Lee S. Ainslie III (born 1964) is an American businessman who founded the hedge fund firm Maverick Capital. He is also a board member of the Robin Hood Foundation and owns a minority stake in the National Football League (NFL) team Washington Commanders.

==Early life and education==
Ainslie's father was headmaster of Episcopal High School, a boarding school in Alexandria, Virginia, from which Ainslie graduated. Ainslie holds a bachelor's degree from the University of Virginia and an MBA from the University of North Carolina at Chapel Hill Kenan–Flagler Business School.

==Career==
Prior to founding Maverick Capital in 1993, Ainslie worked at Tiger Management, where he and other former employees had been nicknamed "Tiger Cubs" in the hedge fund industry. Ainslie helped form Maverick Capital in 1993 at the invitation of billionaire Sam Wyly. Maverick Capital was reported to have $9 billion under management in 2013.

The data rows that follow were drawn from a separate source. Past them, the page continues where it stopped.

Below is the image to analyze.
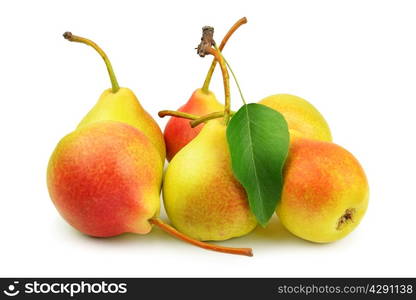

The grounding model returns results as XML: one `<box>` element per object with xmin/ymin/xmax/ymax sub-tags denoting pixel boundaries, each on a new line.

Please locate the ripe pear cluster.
<box><xmin>164</xmin><ymin>92</ymin><xmax>368</xmax><ymax>245</ymax></box>
<box><xmin>47</xmin><ymin>19</ymin><xmax>369</xmax><ymax>257</ymax></box>
<box><xmin>160</xmin><ymin>19</ymin><xmax>368</xmax><ymax>244</ymax></box>
<box><xmin>47</xmin><ymin>31</ymin><xmax>252</xmax><ymax>256</ymax></box>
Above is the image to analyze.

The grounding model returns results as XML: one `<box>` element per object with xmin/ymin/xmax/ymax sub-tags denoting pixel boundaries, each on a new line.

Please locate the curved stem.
<box><xmin>190</xmin><ymin>111</ymin><xmax>225</xmax><ymax>128</ymax></box>
<box><xmin>207</xmin><ymin>47</ymin><xmax>231</xmax><ymax>124</ymax></box>
<box><xmin>63</xmin><ymin>32</ymin><xmax>120</xmax><ymax>93</ymax></box>
<box><xmin>202</xmin><ymin>17</ymin><xmax>247</xmax><ymax>92</ymax></box>
<box><xmin>158</xmin><ymin>110</ymin><xmax>199</xmax><ymax>120</ymax></box>
<box><xmin>149</xmin><ymin>218</ymin><xmax>253</xmax><ymax>257</ymax></box>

Ainslie has been profiled in books such as Hedge Hunters, by Katherine Burton, New Investment Superstars by Lois Peltz. and The Big Win by Stephen Weiss.

Ainslie supported Mitt Romney in the 2012 U.S. presidential election. He is on the board of directors of the Robin Hood Foundation. In 2023, Ainslie was a part of an investment group led by Josh Harris that purchased the Washington Commanders, an American football team belonging to the National Football League (NFL), for $6.05 billion.

==Personal life==
He and his wife Elizabeth have two sons.